Therefore, any ranging device to be used must operate reliably with water on the
target surface and potentially on the sensor itself.
In order to simulate the cavity environment after jetting, water was sprayed inside
the test cavity, saturating the walls and roof and creating near 100 % humidity within
the space. Data obtained from both the C-ALS and SwissRanger were compared to
the baseline data and found to have no significant difference in the range data, as
shown in Figure 4.7.
The water was also sprayed directly onto the sensor surfaces to observe what effect
it would have on performance. For all sensors, the effect was most noticeable directly
after spraying occurred because it caused a distortion of the signal. A shorter range
(by 10 cm) was measured with the Senix ultrasonic sensor and the data fromthe C-ALS appeared noisy with early signal returns. Noisy point cloud data was also
observed with the SwissRanger and the look of a lens appeared on the confidence
image (see Figure 4.8).
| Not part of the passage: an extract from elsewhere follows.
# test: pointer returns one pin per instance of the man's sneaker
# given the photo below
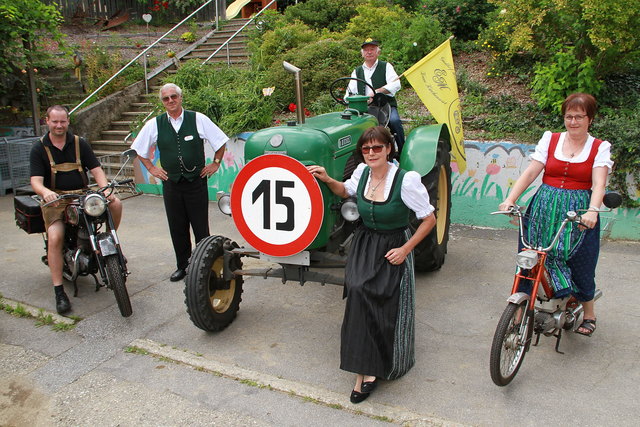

The effect water had on each sensor diminished over time as
the heat dissipation from the sensors caused the water to pool and evaporate.
4.3.3 Freeze pipes
As part of the mining process at Cigar Lake, the ore and surrounding rock must be
frozen prior to jetting. This is achieved through the installation of freeze pipes in
a grid pattern, through which brine is circulated to freeze the ground. It is known
that jetting cavities will expose freeze pipes and it is beneficial to know how these
will be imaged by each device in order to identify them during the surveying process.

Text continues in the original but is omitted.